The next morning (thinking of Lu’s proclivity for hiking) I proposed walking to Kilimanjaro Lodge for a macchiato, about a mile and a quarter from our home, as a way of getting out and getting some exercise. I didn’t realize what a city princess Nel was until she started asking questions along the way. Are there snakes around here? (Yes) Any wild animals? (A few) Dogs? (Lots) Does the road get worse than this? (A bit)
I thought, are Lu and Nel really twins?
We started off well enough, with a nice wide road.
But it quickly narrowed.
And further and further we went into the bush.

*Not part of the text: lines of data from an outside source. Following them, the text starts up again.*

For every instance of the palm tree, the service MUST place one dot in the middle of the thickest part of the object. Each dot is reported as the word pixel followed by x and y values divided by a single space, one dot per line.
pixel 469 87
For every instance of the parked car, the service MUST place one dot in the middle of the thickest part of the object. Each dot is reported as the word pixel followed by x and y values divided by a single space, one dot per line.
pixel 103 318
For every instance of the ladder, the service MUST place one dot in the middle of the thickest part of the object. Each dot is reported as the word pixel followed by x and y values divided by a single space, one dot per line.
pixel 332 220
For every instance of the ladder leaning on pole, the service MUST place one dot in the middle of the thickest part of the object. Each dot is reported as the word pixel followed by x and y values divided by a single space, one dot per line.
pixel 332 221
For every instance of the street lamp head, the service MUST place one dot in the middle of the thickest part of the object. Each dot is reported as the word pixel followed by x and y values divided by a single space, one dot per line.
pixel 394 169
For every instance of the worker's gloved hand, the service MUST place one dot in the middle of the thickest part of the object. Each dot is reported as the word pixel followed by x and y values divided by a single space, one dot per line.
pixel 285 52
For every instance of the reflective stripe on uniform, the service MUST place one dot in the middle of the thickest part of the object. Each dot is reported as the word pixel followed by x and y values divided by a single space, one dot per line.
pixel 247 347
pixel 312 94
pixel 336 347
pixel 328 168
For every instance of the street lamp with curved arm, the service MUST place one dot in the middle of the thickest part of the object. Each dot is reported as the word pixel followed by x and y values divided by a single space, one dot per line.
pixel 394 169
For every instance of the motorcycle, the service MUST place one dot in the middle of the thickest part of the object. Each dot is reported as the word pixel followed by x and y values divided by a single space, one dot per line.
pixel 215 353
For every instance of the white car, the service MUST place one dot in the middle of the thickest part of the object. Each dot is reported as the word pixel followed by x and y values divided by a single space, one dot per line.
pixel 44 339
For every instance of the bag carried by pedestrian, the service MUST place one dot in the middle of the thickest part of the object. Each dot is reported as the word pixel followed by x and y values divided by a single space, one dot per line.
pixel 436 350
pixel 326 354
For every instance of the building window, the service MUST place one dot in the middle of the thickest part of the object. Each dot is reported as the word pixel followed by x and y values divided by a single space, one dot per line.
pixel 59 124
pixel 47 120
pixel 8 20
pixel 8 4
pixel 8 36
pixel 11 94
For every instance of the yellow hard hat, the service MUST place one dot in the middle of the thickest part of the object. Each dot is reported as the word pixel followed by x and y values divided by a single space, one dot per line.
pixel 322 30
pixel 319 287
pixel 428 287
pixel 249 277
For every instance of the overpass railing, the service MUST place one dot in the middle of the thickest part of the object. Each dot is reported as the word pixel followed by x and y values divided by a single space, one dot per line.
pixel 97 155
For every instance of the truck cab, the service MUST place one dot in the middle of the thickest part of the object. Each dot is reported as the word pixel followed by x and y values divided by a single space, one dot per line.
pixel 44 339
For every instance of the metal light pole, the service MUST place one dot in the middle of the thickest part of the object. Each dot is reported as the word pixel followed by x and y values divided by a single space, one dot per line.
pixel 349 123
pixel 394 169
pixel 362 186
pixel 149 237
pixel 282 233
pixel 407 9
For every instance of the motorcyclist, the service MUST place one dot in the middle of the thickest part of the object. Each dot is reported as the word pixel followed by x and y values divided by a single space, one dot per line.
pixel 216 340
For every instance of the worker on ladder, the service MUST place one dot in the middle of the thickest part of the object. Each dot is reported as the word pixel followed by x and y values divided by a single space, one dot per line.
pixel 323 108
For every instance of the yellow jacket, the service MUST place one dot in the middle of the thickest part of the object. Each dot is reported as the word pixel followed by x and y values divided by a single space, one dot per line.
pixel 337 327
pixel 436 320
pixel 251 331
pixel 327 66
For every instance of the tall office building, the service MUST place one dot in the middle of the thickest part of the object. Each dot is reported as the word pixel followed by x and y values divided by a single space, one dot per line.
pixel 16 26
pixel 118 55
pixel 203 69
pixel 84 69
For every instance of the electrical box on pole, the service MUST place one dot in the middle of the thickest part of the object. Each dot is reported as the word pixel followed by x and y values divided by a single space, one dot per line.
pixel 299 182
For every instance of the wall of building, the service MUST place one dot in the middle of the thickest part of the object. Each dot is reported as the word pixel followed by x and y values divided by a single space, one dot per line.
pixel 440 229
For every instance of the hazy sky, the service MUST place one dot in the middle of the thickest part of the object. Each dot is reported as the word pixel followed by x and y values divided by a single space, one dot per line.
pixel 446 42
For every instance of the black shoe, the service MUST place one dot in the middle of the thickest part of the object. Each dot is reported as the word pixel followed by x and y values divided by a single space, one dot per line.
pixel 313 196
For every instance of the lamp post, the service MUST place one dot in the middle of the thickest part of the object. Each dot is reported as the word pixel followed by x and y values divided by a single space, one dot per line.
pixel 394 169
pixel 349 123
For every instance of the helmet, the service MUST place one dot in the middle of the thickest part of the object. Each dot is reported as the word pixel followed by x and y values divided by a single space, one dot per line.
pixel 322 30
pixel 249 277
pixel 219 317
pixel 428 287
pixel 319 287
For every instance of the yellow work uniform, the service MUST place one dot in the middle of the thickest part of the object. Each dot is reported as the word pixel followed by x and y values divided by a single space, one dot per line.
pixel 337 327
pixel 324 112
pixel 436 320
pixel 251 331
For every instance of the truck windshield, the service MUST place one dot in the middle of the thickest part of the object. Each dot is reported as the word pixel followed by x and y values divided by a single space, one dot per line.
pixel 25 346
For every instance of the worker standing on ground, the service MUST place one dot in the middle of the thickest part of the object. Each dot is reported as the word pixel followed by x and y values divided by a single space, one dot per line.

Nel was getting a bit jumpy so I tried pointing out the beautiful foxgloves. She reminded me they were poisonous.
Soon, her worst fears came to light — barking vicious dogs. Fortunately they were behind electric fences.
Except for this little escapee.
I made some menacing moves with my hands and it ran off. Nel was suitably impressed with my dog whisperer skills. Suddenly, out of nowhere, a little store appeared in the middle of the bush!
Most of its shelves were empty but there were a few bags of sugar and some bottles of oil. Good to know.
After about another half mile we finally made it.
I had a wonderful macchiato and Nel had an iced ice cream coffee.
But then, we had to walk ALL the way back. A whole mile and a quarter. In perfect weather. No freezing drizzle. No waist-high boulders. No falling rocks. Completely flat. You would have thought we were running the Gobi March across the desserts of China.
So, we made our way back past more vicious dogs.
And deep, treacherous mud holes (sheltering crocs and hippos, no doubt).
Nel was trying to be a good sport but I could see she was counting down the minutes until she got on that plane. Sure enough, no sooner had we returned home and showered than she was packed and telling me she had to get to the airport three hours early, so she wouldn’t miss her flight.
Our very well behaved dogs just wanted to say good-bye, but by this time Nel was noticeably recoiling when they were near. Thom and I have deluded ourselves into thinking that despite the super-sized spiders, vicious dogs, poisonous plants, and hot treks through the bush she enjoyed our company.